Turns out that they weren’t going to be the last resort. Instead they were the first resort. I wore those bitches all night…. The nail varnish came in handy because these sandals showed every single last one of my toes, so I spent the whole car ride hunched over painting the six remaining nails!

The first place we went to was a AIDS Gospel benefit. It was cool. They had a funny comedian, but I felt a bit pissed that I was conned into going there. If I knew it was a Bible Bashing Session I wouldn’t have gone. I am not a Christian and I have no intentions on becoming one…

Tamara and Patsie and the AIDS Gospel Benefit:

PatBEa 300x225 Becoming A Nollywood Groupie

So from there we got to Camberwell… some shitty little cramped bar. I couldn’t take it. it was too too cramped. We didn’t even stay long enough to have a drink. We left immediately. From there we went to another bar on Camberwell Road formerly known as Aristocrat…. Because there was a shooting there they did a bit of decoration and changed the name to Finch Bar…

It was cool in there. Spacey, good music and laid back… just what I like. The day before me and Tamara had been watching one of my Nollywood films. The lead male character was a guy called JIM IYKE. I was cussing him for being a nutcase, as every film I see him in he is either on drugs or a loony toon….

So in this newly named Finch Bar I see Jim Iyke and I lose my mind. He doesn’t look as big eyed and unattractive as he does in the films (this is just my opinion, but he is the total opposite of “my type” as I tend to like pretty boys) and I want a picture (luckily I always have the camera on hand.)

I don’t know how I am going to ask for a picture without looking like a total loser. Then I spot my excuse. With him is a guy that always comes into my workplace. In fact he is the brother of a member of staff that went on holiday and then got nabbed in the South London Press for being a fraudster. Perfect opportunity! The fraudster’s brother walks to the bar and so do I. He doesn’t seem to recognise me, but I don’t care. I want a picture with the Nollywood Star.

“Hey how is ______? I haven’t seen him for ages. He left and never came back!”

“Oh he is doing great. He just bought a million pound house in Kensington and he’s making films” (fraud really does pay as you can see!)

“Oh really… that’s nice… hey listen… is that Jim Iyke you are with?”

“Oh yeah that’s my…”

I cut him off

“Can I get a picture with him?”

It was a done deal… See me and my big nashers just ching chinging… I AM SUCH A FUCKIN GROUPIE….

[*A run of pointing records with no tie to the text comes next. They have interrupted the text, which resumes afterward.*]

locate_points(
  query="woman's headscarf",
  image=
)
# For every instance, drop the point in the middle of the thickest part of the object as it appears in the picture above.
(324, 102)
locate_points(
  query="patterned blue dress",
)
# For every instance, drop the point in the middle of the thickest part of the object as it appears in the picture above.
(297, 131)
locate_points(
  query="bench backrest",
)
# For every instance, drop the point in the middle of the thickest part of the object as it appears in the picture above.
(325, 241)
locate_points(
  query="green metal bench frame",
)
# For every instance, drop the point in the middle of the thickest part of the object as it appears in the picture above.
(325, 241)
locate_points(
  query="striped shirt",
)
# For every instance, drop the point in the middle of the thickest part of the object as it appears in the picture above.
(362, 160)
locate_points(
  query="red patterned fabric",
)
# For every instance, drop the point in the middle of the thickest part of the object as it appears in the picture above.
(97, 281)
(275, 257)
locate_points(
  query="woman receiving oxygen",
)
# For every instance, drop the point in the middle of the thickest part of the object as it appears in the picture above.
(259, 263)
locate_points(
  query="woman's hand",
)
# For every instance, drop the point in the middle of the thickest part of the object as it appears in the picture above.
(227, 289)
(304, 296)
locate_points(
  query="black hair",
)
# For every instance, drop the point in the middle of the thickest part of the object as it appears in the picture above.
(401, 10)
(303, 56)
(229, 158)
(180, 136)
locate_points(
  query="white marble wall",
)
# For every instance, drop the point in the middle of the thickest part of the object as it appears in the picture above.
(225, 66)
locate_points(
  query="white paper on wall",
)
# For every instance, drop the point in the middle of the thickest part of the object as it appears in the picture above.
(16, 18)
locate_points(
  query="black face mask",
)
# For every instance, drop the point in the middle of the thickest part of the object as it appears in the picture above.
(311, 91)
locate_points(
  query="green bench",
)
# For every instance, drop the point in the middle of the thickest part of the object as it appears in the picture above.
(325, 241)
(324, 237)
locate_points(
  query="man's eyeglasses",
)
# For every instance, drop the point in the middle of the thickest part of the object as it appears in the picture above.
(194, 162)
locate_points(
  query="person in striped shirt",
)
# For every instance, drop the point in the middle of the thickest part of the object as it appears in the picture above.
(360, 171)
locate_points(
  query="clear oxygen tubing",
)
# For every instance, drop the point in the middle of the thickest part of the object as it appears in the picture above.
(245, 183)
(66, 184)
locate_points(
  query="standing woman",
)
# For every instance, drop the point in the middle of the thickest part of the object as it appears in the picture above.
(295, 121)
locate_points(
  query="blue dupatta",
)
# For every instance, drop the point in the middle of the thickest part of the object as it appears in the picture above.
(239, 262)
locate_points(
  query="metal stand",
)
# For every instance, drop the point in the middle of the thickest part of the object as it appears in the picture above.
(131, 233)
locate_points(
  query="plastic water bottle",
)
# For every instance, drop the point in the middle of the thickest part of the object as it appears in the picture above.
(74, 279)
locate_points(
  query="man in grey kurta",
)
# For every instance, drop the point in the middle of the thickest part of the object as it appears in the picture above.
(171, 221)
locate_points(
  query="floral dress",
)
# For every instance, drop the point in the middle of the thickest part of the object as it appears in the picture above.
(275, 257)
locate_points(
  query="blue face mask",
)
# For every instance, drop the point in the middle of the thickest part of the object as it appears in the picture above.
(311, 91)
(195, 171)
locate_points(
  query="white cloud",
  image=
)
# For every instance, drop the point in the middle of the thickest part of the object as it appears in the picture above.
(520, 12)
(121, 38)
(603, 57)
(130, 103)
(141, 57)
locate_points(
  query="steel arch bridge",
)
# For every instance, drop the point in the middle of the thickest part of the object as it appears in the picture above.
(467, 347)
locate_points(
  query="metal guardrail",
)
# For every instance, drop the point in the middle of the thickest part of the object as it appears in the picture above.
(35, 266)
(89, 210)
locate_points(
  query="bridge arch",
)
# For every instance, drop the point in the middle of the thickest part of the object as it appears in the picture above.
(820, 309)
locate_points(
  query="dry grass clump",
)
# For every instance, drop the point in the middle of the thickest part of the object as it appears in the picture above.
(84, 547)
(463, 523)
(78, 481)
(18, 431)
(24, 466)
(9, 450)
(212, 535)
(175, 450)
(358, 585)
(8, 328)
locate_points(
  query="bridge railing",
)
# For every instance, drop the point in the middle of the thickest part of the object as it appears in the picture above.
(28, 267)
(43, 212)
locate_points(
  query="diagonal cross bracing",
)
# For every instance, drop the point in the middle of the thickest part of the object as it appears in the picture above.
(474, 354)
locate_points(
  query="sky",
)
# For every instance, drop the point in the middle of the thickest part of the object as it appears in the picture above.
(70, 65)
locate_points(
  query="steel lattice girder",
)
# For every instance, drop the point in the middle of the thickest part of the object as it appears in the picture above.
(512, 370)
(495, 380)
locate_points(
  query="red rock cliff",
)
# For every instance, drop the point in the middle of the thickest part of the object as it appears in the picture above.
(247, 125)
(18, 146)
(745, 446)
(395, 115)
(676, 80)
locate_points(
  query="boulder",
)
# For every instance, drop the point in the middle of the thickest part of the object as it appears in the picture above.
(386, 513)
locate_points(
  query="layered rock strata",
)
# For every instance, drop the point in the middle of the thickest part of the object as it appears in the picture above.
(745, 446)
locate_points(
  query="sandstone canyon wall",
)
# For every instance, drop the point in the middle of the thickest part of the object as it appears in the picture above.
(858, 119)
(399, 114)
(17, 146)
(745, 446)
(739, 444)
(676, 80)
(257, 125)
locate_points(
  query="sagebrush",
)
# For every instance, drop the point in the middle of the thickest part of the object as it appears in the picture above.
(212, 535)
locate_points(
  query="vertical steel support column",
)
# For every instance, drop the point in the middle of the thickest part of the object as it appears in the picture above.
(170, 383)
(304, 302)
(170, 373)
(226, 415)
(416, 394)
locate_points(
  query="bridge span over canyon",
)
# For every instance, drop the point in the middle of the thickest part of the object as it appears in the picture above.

I did not like this guy one single bit then when I heard his voice it was like I just melted… We ended up going with them to another club…And I started to find him even more attractive… What is wrong with me? I need guidance!

Ps. I just wanted to add onto the end of this. When I was taking the pictures I told the dude to take of his sunglasses and he asked me why. I told him, “because I wanna put them on the internet in the monring.” He laughed and said, “but you wouldn’t do that!” and I laughed too, knowing fulll well I would… HAHAHAHA!